In fact, I can recall sermons where I was told that lack of faith was sinful. I can even find the relevant scripture.
So all in all, to doubt or to be afraid was to sin.
Which creates a contradiction.
Because the opposite of fear is not faith. It’s blind faith. It’s false belief. As James Carse wrote in The Religious Case Against Belief, blind faith is actually wilful ignorance: that ability to ignore anything that might create any doubt in your own mind. Such ignorance is a basic human flaw. It is at the heart of intolerance and the failure to learn from one’s mistakes.
My problem is that blind faith or wilful ignorance has never worked for me. I’m too doubtful. I’m too curious. I struggle to be intolerant and ignorant. I make too many mistakes and need to learn from them.
It’s true that doubt for me can lead to fear. But once fear and doubt is accepted, a different path emerges. It isn’t a path of ignorance and/or intolerance. It isn’t an easy path. Yet on that path is surprise and joy. And that path is lit by an incurable curiosity. As Eleanor Roosevelt said, curiosity is the cure for boredom, but it is a graceful antidote to doubt and ignorance. And that non-easy path includes mistakes. Much like my favourite bad fortune cookie: “You always learn from your mistakes: You will learn a lot today”. Every single moment of every single day. Learn from it and resume the path.
Yet to continue that walk, I need self-acceptance, ongoing self-knowledge and true self-love. Or perhaps better put, self-faith, self-hope and true self-love (none of which is new-fangled anyway).
So how do I reconcile the contradiction of faith versus fear?
It’s true that fear and doubt can certainly overwhelm and overcome faith. I’ve learnt that.
Yet for faith to be successful, it must encompass and then accept doubt. As above.
Yet that acceptance of doubt doesn’t guarantee ultimate success. Otherwise, I would live my life relying on fortune cookies.
Many times faith doesn’t grant you what you want: it removes what you thought you wanted and replaces that with something better.
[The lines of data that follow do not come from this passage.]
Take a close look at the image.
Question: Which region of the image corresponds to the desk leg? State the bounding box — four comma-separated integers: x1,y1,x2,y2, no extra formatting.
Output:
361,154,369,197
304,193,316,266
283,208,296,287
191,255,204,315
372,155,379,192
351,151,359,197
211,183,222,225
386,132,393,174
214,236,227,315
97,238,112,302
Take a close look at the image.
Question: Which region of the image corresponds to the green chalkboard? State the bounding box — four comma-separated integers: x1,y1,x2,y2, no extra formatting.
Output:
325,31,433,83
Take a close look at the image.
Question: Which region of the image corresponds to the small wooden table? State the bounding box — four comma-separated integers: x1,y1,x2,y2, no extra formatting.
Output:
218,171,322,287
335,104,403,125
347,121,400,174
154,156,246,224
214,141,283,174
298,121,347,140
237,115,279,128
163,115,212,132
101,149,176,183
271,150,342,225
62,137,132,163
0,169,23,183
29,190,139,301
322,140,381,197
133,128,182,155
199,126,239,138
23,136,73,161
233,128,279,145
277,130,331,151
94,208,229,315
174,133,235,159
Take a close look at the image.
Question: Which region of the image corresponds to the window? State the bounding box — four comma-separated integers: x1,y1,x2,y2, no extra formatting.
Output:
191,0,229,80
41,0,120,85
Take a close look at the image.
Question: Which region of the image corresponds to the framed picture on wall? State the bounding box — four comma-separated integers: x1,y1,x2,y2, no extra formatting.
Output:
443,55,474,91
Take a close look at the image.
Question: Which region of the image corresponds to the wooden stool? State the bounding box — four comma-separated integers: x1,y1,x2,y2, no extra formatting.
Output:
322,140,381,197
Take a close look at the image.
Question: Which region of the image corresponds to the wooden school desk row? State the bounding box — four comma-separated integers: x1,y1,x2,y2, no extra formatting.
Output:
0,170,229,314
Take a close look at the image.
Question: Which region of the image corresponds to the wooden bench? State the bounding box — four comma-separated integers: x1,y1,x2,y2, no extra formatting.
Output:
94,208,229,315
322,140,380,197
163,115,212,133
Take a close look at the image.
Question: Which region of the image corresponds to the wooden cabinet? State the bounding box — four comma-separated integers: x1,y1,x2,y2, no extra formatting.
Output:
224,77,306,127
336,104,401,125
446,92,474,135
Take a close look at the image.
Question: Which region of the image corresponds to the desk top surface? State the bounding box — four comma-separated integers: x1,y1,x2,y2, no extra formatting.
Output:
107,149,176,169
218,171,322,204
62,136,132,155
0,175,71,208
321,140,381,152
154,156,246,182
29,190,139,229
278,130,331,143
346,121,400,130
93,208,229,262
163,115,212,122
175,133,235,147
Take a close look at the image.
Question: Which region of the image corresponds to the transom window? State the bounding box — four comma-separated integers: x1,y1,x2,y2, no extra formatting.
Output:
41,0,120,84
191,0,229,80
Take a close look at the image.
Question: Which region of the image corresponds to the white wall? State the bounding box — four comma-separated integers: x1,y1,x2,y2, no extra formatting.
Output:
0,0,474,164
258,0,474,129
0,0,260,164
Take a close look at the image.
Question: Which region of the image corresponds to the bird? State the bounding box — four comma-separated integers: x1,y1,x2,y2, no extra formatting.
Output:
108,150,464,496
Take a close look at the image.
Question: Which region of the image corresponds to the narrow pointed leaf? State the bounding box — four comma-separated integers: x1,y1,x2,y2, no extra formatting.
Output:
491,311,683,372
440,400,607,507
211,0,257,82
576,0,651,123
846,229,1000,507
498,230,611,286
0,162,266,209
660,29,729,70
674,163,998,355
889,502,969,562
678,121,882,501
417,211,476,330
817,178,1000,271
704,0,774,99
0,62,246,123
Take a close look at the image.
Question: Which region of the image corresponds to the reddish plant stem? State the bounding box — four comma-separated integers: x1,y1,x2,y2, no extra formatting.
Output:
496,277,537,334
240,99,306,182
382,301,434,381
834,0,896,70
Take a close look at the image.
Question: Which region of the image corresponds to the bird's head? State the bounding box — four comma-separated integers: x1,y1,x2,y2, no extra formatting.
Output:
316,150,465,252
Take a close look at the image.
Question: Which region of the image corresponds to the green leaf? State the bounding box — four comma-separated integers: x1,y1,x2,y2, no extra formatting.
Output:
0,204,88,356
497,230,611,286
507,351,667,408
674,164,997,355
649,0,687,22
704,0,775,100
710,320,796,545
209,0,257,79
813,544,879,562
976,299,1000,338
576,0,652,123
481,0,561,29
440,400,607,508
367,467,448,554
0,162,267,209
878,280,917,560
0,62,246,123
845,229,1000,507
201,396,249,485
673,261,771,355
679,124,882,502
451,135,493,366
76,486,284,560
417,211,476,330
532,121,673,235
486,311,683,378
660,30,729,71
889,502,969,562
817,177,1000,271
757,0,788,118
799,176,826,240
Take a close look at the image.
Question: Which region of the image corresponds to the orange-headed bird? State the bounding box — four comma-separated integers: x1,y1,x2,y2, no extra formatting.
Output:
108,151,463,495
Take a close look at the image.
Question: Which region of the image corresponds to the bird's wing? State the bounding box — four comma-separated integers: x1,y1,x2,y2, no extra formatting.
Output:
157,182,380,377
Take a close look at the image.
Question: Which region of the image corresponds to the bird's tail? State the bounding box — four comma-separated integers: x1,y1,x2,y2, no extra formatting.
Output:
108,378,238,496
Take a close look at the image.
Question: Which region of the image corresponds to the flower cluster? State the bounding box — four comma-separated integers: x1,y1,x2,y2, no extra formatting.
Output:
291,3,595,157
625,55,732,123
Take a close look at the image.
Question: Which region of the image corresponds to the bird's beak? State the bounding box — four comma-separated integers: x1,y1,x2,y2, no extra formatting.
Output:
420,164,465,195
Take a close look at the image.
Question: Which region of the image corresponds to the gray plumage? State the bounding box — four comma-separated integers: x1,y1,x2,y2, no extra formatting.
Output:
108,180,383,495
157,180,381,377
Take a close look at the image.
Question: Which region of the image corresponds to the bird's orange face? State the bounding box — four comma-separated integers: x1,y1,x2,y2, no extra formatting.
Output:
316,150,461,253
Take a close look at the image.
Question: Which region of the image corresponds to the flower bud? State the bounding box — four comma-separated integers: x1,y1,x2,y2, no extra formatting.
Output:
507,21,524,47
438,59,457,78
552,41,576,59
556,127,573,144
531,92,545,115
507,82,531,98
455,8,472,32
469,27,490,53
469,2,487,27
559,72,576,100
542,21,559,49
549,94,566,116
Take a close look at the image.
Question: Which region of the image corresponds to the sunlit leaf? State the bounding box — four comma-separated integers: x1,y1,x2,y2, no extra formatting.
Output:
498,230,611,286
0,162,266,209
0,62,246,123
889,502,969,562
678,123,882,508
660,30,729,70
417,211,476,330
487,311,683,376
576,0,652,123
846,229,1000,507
And almost always at a different time and place than you expected.
You know that doubt thing: it’s not going away! It’s no easy walk. But it beats standing still.
At home I have a religious plaque on which is written:
“Understanding is the reward of faith.
Therefore seek not to understand that you may believe but believe that you may understand
Until recently, I thought it meant that I overcame challenges through faith and received understanding at the end. Hopefully instantly 🙂 Or after a period of waiting, say a month or year! Or longer! Nope!
But right now it isn’t working. And I’ve realised that it hasn’t worked for a very long time!
In essence, I have no guarantee whatsoever that faith given will receive understanding. Even if the challenge is met or not. Ever. What I must accept (with difficulty) is to have faith anyway and accept that I may not receive any understanding at all. Ever. And accept that the challenge may not be met. Ever. Ouch!
And once the challenge is overcome what I do I get? Another test. Another challenge! And that is the pattern.